Here's a program that reads a single line, breaks it it into words, reverses the words, then prints them back out:

words = input().split()       # break input into words
words = words[::-1]           # reverse them
print(' '.join(words))

Let's run it:

$ py rev.py
one fine day
day fine one
$ 

structural and reference equality

Suppose that we write the following declarations:

>>> l = [3, 5, 7, 9]
>>> m = l

Now the variables l and m refer to the same list. If we change l[0], then the change will be visible in m:

>>> l[0] = 33
>>> m[0]
33

This works because in fact in Python every variable is a pointer to an object. So two variables can point to the same objects, such as the list above. An assignment "m = l" does not copy a list. It runs in constant time, and is extremely fast.

Alternatively, we may make a copy of the list l. There are several possible ways to do that, all with the same effect:

>>> l = [3, 5, 7, 9]
>>> n = l.copy()      # technique 1: call the copy() method
>>> n = list(l)       # technique 2: call the list() function
>>> n = l[:]          # technique 3: use slice syntax

Now the list n has the same values as l, but it is a different list.
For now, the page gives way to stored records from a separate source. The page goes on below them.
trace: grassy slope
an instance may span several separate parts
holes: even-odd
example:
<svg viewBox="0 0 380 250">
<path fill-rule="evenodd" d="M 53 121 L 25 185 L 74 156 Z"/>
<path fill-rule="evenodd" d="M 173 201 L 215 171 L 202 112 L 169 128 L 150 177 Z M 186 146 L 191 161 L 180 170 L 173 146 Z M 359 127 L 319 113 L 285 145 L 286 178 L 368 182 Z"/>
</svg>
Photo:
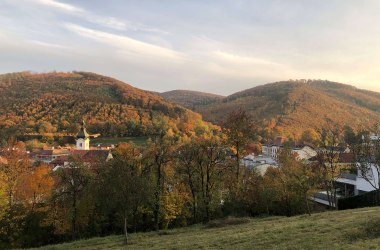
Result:
<svg viewBox="0 0 380 250">
<path fill-rule="evenodd" d="M 375 225 L 371 224 L 376 222 Z M 376 236 L 365 233 L 373 227 Z M 126 249 L 121 236 L 43 249 Z M 219 228 L 193 226 L 130 237 L 128 249 L 378 249 L 380 207 L 292 218 L 268 217 Z"/>
</svg>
Changes in one list will not be visible in the other:

>>> l[1] = 575
>>> l
[3, 575, 7, 9]
>>> n
[3, 5, 7, 9]

Python provides two different operators for testing equality. The first is the == operator:

>>> x == y
True
>>> x == z
True

This operator tests for structural equality. In other words, given two lists, it compares them element by element to see if they are equal. (It will even descend into sublists to compare elements there as well.)

The second equality operator is the is operator:

>>> x is y
True
>>> x is z
False

This operator tests for reference equality. In other words, it returns true only if its arguments actually refer to the same object. (Reference equality is also called physical equality).
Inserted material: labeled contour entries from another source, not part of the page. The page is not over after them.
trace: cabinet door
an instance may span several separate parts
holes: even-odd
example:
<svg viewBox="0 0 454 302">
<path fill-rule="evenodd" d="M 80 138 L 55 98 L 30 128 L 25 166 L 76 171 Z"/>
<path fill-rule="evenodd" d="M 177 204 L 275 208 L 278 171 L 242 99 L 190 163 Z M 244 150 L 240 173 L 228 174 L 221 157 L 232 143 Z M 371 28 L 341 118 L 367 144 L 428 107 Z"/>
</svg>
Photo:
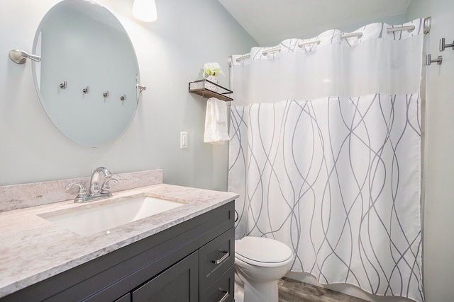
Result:
<svg viewBox="0 0 454 302">
<path fill-rule="evenodd" d="M 196 251 L 133 291 L 133 302 L 199 301 L 199 252 Z"/>
<path fill-rule="evenodd" d="M 235 229 L 214 238 L 199 250 L 200 291 L 204 291 L 235 262 Z"/>
<path fill-rule="evenodd" d="M 200 294 L 200 302 L 232 302 L 235 293 L 235 266 L 214 281 L 211 286 Z"/>
</svg>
You may want to use each of these operators in various situations. Note that is returns instantly (it runs in constant time), whereas == may traverse a list in its entirety, so it may be significantly slower.

nested lists

A list may contain any type of elements, including sublists:

>>> m = [[1], [2, 3, 4, 5], [6]]

A list of lists is a natural way to represent a matrix in Python. Consider this matrix with dimensions 3 x 3:

5  11  12
2   8   7
14  2   6

If we want to store it in Python as a list of lists, normally we will use row-major order, in which each sublist holds a row of the matrix:

m = [ [5, 11, 12], [2, 8, 7], [14, 2, 6] ]
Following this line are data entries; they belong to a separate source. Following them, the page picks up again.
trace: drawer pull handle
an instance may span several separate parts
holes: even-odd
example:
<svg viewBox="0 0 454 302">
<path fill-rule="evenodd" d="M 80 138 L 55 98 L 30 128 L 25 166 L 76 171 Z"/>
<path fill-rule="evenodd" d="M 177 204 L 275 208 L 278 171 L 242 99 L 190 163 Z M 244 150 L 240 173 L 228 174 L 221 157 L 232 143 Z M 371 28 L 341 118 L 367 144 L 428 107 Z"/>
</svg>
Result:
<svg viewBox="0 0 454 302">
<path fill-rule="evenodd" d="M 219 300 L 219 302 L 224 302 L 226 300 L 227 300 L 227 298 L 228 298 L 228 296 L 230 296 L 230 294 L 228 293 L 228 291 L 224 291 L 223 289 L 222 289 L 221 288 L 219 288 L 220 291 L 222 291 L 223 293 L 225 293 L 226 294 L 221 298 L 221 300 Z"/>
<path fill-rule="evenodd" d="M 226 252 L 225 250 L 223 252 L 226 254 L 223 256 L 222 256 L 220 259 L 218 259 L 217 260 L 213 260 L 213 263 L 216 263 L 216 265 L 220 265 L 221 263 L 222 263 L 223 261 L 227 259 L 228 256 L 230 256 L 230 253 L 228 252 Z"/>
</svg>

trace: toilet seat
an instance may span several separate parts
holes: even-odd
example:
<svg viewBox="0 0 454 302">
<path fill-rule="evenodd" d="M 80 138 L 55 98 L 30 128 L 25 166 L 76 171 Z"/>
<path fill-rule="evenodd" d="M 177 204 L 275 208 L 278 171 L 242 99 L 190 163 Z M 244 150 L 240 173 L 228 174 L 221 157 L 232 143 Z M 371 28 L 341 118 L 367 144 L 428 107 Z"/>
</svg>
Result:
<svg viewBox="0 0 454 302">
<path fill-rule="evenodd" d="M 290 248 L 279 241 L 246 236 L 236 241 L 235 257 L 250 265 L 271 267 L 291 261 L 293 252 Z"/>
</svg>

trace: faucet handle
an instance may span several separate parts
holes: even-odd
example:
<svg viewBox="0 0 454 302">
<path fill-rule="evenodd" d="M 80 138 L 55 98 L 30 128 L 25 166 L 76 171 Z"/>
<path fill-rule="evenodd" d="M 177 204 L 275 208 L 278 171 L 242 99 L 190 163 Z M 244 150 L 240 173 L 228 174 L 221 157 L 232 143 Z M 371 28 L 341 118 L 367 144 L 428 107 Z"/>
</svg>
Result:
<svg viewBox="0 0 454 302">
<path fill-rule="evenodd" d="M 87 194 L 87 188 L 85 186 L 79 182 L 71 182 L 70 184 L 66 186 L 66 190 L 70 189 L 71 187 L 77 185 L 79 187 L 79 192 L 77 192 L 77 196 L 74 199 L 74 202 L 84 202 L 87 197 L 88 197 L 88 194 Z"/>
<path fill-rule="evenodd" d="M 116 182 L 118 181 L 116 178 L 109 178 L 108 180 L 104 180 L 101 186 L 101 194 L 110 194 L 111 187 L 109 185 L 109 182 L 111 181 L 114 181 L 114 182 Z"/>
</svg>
Alternatively we could use column-major order, in which each sublist is a matrix column; then the first sublist would be [5, 2, 14]. The choice is arbitrary, but by convention we will generally use row-major order.

With this ordering, we can use the syntax m[i][j] to access the matrix element at row i, column j. Do not forget that rows and columns are numbered from 0:

>>> m = [ [5, 11, 12], [2, 8, 7], [14, 2, 6] ]
>>> m[1][0]    # row 1, column 0
2

Of course, we may use the index -1 to reference the last row or the last column:

>>> m[-1][-1] = 100
>>> m
[[5, 11, 12], [2, 8, 7], [14, 2, 100]]

Here's a program that will read a matrix from the input, with one row of numbers per input line:

# Read a matrix from the input, e.g.
#
# 2 3 4
# 5 1 8
# 0 2 9

import sys

m = []
for line in sys.stdin:
    # build a row of the matrix

    row = []
    for word in line.split():
        row.append(int(word))

    m.append(row)

print(m)

Now suppose that we want to build a zero matrix of a given size, i.e. a matrix whose elements are all 0. Recall that we may use the * operator to build a list of a given length by repeating a given element:

>>> 3 * [0]
[0, 0, 0]

So you might think that we can build e.g. a 3 x 3 matrix of zeros by

>>> m = 3 * [3 * [0]]
>>> m
[[0, 0, 0], [0, 0, 0], [0, 0, 0]]

WARNING: This code looks correct but is not. Let's see what happens if we attempt to set the upper-left element of the matrix:

>>> m[0][0] = 7
>>> m
[[7, 0, 0], [7, 0, 0], [7, 0, 0]]

It appears that several matrix elements have changed!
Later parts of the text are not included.